Quote Originally Posted by roller View Post
twas no regeneration he merely used a small portion of regen energy.
No, that's the point. Reguardless of how much of the regeneration energy he actually used, a Timelord body can only generate 12 bursts of regeneration energy, and he had one of those 'bursts' in the final episode. It is irrelevant as to what happens to that energy (he used some and focussed the rest into his severed hand), the fact remains, his body has now used up one of his 12 bursts of regeneration energy, and as such, he is now the 11th Doctor (which spawned 2 hybrid human-timelords in the process).

I just feel that the writer threw it in as a cliff-hanger, promo concept, without realising that a regeneration is not a change of form, but a regeneration of the body from a cellular level to save a Timelord from dying - change of form is a side-effect, if they are conscious enough to choose to not to change - thus it counts as a regeneration in terms of previous regenerations.
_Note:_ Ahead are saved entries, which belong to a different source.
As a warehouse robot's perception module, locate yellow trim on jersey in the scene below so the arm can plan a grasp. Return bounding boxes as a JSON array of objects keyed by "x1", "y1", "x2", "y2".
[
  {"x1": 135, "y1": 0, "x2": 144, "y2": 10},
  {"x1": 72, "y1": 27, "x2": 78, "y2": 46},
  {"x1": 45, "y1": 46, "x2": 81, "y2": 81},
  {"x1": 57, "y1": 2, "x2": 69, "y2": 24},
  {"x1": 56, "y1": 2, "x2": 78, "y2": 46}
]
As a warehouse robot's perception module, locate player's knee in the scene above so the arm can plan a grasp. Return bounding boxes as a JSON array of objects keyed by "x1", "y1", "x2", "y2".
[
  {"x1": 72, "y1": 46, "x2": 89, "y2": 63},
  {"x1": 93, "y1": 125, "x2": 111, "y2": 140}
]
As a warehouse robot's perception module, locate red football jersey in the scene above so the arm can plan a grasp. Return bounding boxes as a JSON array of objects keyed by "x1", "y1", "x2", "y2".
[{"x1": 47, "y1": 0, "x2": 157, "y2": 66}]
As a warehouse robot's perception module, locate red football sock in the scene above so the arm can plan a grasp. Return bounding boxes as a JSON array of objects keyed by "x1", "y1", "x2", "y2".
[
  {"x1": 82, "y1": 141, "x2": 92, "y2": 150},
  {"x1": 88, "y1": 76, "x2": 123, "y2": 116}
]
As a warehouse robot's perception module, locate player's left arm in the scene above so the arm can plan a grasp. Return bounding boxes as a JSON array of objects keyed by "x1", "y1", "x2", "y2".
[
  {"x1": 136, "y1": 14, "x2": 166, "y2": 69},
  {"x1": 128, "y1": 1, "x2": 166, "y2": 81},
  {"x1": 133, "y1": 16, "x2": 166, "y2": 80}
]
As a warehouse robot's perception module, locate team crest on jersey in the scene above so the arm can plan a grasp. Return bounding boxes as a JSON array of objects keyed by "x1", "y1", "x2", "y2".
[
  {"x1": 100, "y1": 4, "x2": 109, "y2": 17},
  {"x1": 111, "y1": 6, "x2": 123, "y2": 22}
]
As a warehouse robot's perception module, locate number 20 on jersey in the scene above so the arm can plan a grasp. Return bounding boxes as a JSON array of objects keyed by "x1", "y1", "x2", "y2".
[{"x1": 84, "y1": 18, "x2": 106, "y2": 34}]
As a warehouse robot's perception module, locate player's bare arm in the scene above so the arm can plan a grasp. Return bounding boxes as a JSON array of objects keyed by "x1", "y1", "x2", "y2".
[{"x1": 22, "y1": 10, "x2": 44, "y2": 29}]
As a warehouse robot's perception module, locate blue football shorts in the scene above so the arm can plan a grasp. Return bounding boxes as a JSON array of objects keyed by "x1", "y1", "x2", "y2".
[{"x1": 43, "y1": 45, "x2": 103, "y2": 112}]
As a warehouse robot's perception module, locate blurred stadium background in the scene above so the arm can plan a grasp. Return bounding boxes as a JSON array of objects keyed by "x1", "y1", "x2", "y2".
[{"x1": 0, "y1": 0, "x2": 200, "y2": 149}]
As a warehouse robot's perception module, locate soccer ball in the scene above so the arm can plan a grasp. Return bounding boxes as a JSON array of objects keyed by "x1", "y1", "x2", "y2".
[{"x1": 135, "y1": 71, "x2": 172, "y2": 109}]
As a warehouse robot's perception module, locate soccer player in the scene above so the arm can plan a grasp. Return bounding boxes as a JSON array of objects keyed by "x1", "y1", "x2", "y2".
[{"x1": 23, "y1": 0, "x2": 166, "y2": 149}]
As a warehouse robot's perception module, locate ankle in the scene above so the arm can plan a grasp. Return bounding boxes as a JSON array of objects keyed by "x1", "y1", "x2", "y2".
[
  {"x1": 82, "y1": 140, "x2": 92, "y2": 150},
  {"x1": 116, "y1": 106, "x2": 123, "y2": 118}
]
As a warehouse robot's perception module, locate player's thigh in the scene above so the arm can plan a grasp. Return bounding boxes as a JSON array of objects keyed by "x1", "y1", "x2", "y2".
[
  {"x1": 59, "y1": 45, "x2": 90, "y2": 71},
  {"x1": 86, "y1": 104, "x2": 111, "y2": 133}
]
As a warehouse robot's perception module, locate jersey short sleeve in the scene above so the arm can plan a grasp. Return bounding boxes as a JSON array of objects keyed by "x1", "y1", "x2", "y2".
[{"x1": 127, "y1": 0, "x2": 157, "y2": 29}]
1st regeneration - body was 900 years old, so probably was just dying from old age.
2nd regeneration - not actually dying, but forced regeneration by the Timelord council. (this one could be claimed to be like Romana's physical changes, and not an actual regeneration - but I think it was definitely stated as a full regeneration in addition to the physical change because the Doctor was very upset about it being done to him)
3rd regeneration - dying from cellular decay from exposure to radiation.
4th regeneration - dying from a fall.
5th regeneration - dying from a toxin.
6th regeneration - maybe dying from a head injury when he was knocked to the floor in the TARDIS.
7th regeneration - dying from gunshot wound and/or surgery on the wound.
8th regeneration - not shown/known
9th regeneration - dying from absorbing space-time energy from Rose.
(10th regeneration) - dying from being shot by a Dalek, doesn't change physical form though.

This wiki article also makes the mistake of saying that a regeneration is just a physical change, not a repair or resurrection of the Timelord, reguardless of a phyiscal change occuring:
http://en.wikipedia.org/wiki/Doctor_...#Regenerations

I just noticed that the actor himself picked up on this as well, wondering if this could be seen as using up one of his regenerations, but will be something they will probably worry about later. Footnote 18 - 'Now, whether this means the Doctor has used up one of his limited regenerations or not is a matter for some future debate, I suspect'

At least someone official has it on the record that this could/should count as a regeneration, because as I keep saying, a physical change is not required for a regeneration to save the life of a Timelord 12 times.